This year my family dressed up as characters from “The Greatest Showman” for Halloween. My daughter first brought up the idea because she wanted to be the girl with the pink hair. I’m going to be real with you, I selfishly took her suggestion as a way to have family costumes and ran with it. My two older boys wanted to be bloody zombie superheroes. But, no. Mom insists on a fun family theme, so with my oldest in love with the idea, my toddlers not old enough to care, and my husband choosing not to fight this battle, I won the popular vote by default. But because I’m a matriarch of the people, I got the boy’s blessings before moving on. All it took was the promise of fake tattoos and stilts, and they were all in.
After a couple weeks spent of digging through our closets and searching area thrift stores, we were all set for family costumes. In a twist suggested by a dear friend, my husband and I switched roles and he went as the bearded lady.
My husband is a very good sport, but he makes a hideous woman. (Sorry hunny!) My kids thought it was hilarious that daddy had boobies and a big wig. I was weirdly in love with my leather baton, and had too much fun bopping my crew on the rear. This is what Halloween is all about!

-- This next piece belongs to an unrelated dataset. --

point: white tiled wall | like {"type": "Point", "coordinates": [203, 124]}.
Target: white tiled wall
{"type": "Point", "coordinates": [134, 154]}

Everyone was happy as we ventured out into our neighborhood search of good candy and fun. It didn’t take long before I realized that my husband dressed-up as the bearded lady was not as charming to some of our fellow trick-or-treaters as I thought it was. Little children were pointing and laughing, which was fine because our kids did the same thing at first. And those big plastic breasts were really funny!
What was not fine or funny was the grown women calling him hateful names loud enough for my children to hear. I was shocked at the language that I heard these grown people using to tear down someone in front of their kids. It wasn’t everyone, or even most people. But the few crude people made huge impact with their mean spirited comments.
I was amazed that on a night where people were dressed up like inflatable dinosaurs and fictional cartoon characters, a man in a dress was the most shocking thing to see. I was worried about what my children would think. Did my choices in costumes make them feel mocked or embarrassed?
As adults, we have tough skin. It takes more than a stranger’s comments to upset us, but I couldn’t help but worry about how my kids were feeling. When we got them home, we brought it up as they rummaged through their candy loot.
My daughter was not embarrassed, but confused. I was taken aback when she looked up and said, “Those grown-ups should be careful! They are setting a bad example for their kids. Why don’t they teach them that everyone is different? That we never try to hurt people! They are raising kids who are not going to know how to be kind! I feel so sorry for them. Those kids may never ever know any better.”
Before I get too self-righteous in my prideful parenting moment, allow me to humble myself. My children have said rude and insensitive things to strangers plenty of times.
My son once asked a Target employee if she had a baby in her belly. When the lady politely said, “no”, my son replied with, “I bet you really do, and you just don’t know it yet!” I quickly walked away while muttering apologies.
My daughter once screamed while pointing at a man getting out of a handicapped parking spot, “THAT MAN CAN WALK! He is faking being handicapped! Call the police!” I pretended I had never seen this strange little girl before, as I left her with her father and ran ahead into the store.
Sometimes the best temporary course of action is to ignore the issue until you are able to get your plan of action in order. I get it! Parenting is tough!
We don’t always have the answers in the moment, but surely we can help by not modeling hateful behavior. When your child is talking about the weird boy at school, challenge him to think about how hard it would be to be an outcast. Let’s not entertain the idea that some people are below us, that somehow their feelings don’t count as much as ours do.
While we build-up our kid’s self-esteem, let’s be careful that they don’t somehow get the idea that they are better than other people. Let’s all practice a little empathy. Teach them that everyone is different. We have unique views and ways of seeing the world. When you see a person that looks or acts different, don’t point out their differences to your children, but point out things you probably have in common.
Remind them that we don’t have to understand our neighbors to respect them. There is never a reason to call people ugly names. If your objective is to tear someone down, stop and ask yourself why you feel that need. There is enough hate and divisiveness in our world, without us contributing to it.
It costs absolutely nothing to be kind, even when a family of circus freaks is walking down your street.